Bitcoin’s price remains under pressure as key market indicators suggest a bearish trend, with the fear and greed index slipping into the fear zone and the Market Value to Realized Value (MVRV) Z-score hitting a three-month low.
Investors appear to be on the sidelines, awaiting the next market catalyst. Data from SoSoValue indicates that demand for spot Bitcoin exchange-traded funds (ETFs) in the U.S. has weakened, with net outflows exceeding $650 million over the past four days.
ETF Outflows and Market Volatility
On-chain analyst Ali Martinez highlighted the significance of this trend, stating, “When spot Bitcoin ETFs offload BTC, it means they are selling Bitcoin from their holdings, which can create downward price pressure, signal investor outflows, and increase market volatility.”

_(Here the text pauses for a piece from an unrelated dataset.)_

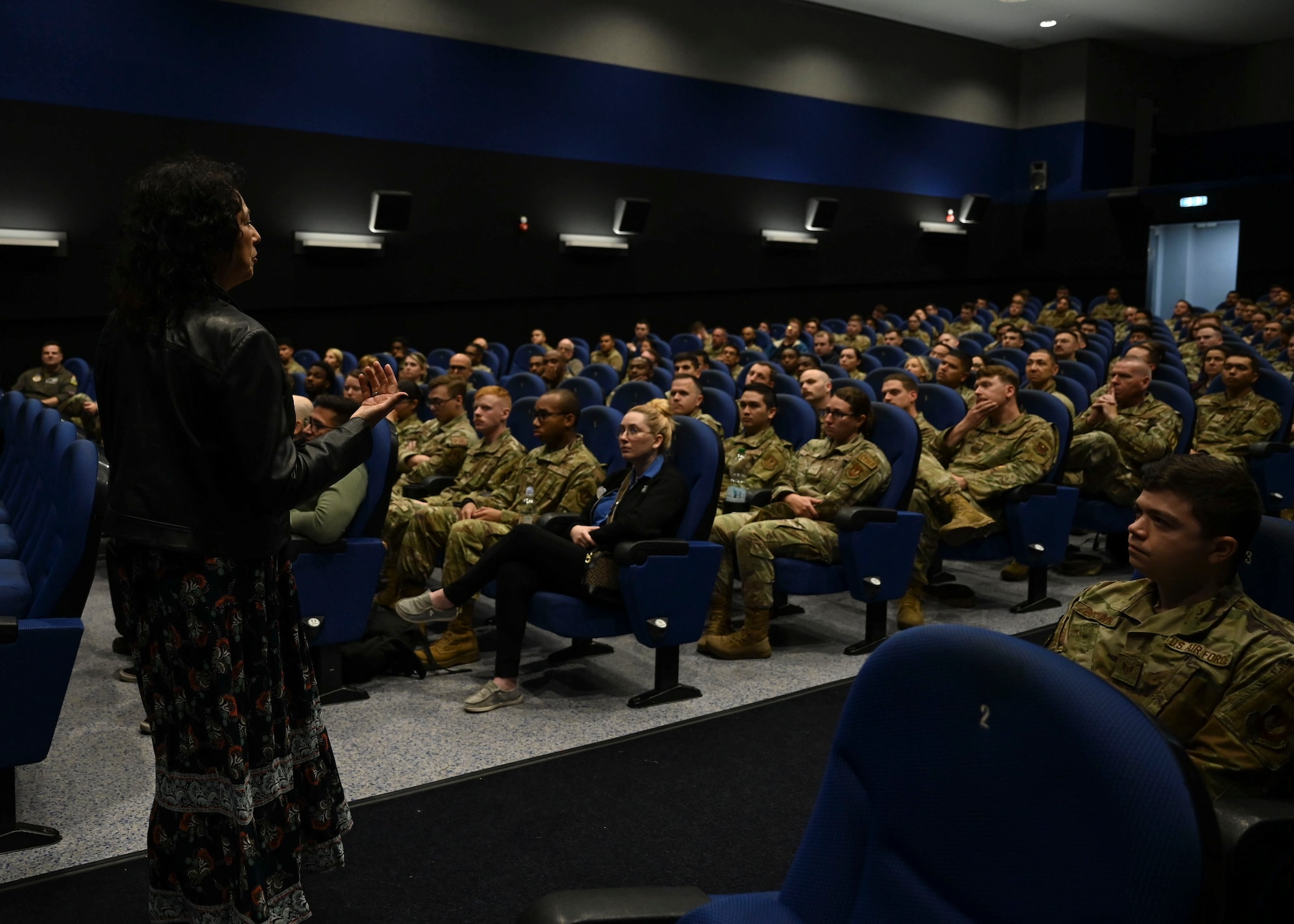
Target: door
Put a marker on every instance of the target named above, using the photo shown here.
(1195, 262)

He added that redemptions, institutional portfolio shifts, and fund rebalancing could be driving the sell-offs. If multiple ETFs liquidate holdings simultaneously, price swings may be amplified, particularly during low-liquidity periods. Additionally, arbitrage traders could exploit price discrepancies between ETFs and Bitcoin’s spot market.
Macroeconomic and Geopolitical Uncertainty
Bitcoin’s stagnation is also linked to ongoing geopolitical tensions and concerns over prolonged high-interest rates. Investors fear that President Donald Trump’s proposed tariffs could ignite a trade war, leading to further market volatility and inflationary pressures.
Recent inflation data supports these concerns. The latest U.S. Consumer Price Index (CPI) report showed headline inflation rising from 2.9% in December to 3% in January, with core CPI increasing from 3.2% to 3.3%.
Historically, Bitcoin and other risk-sensitive assets tend to underperform in a hawkish monetary environment. Federal Reserve Chair Jerome Powell recently testified before Congress, signaling that interest rates would remain high until inflation shows a sustained decline.
Key Market Indicators Signal Bearish Sentiment
The closely watched fear and greed index has dropped from an extreme greed level of 90 in 2024 to a fear level of 40. Meanwhile, the MVRV Z-score, an important valuation metric, has declined to 2.49 from its year-to-date high of 3. A reading below 3.5 suggests that Bitcoin may be undervalued, though historical trends indicate that such declines often precede accumulation by institutional investors.
Technical indicators further reinforce a bearish outlook. Bitcoin’s price has remained below the psychological $100,000 mark, trading in a tight range for the past two months. It has fallen below the 50-day Exponential Moving Average (EMA), a bearish signal, and formed a double-top pattern at $108,440.
As long as Bitcoin remains below this level, the bearish trend is likely to persist. A drop below the neckline support at $89,055 could lead to further declines, with the next major support level at $73,613. Conversely, a move above $108,440 would invalidate the double-top pattern, potentially signaling a bullish reversal.
Ethereum and Regulatory Developments
Ethereum is currently trading at $2,693.91, down 0.3% on the day. The broader crypto industry has been buoyed by an apparent shift toward pro-crypto policies in the U.S. The Biden administration has introduced regulatory measures aimed at fostering clarity, while the Securities and Exchange Commission (SEC) has pledged to scale back enforcement actions against crypto firms.
Under Trump’s administration, the SEC also introduced SAB 122, a rule that is expected to facilitate crypto adoption. Additionally, there is growing momentum for a Bitcoin-friendly regulatory environment.
Crypto Market Vulnerable to Macroeconomic Shocks
Despite these positive regulatory developments, the past week has underscored how vulnerable cryptocurrencies remain to broader economic forces. Coinglass data shows that the crypto market lost $2 billion in value on the day President Trump announced new tariffs on China, Canada, and Mexico.
While long-term fundamentals may remain intact, Bitcoin’s near-term trajectory will depend on institutional demand, macroeconomic policies, and market liquidity. Traders and investors will closely watch for signals of a potential reversal or deeper downturn in the weeks ahead.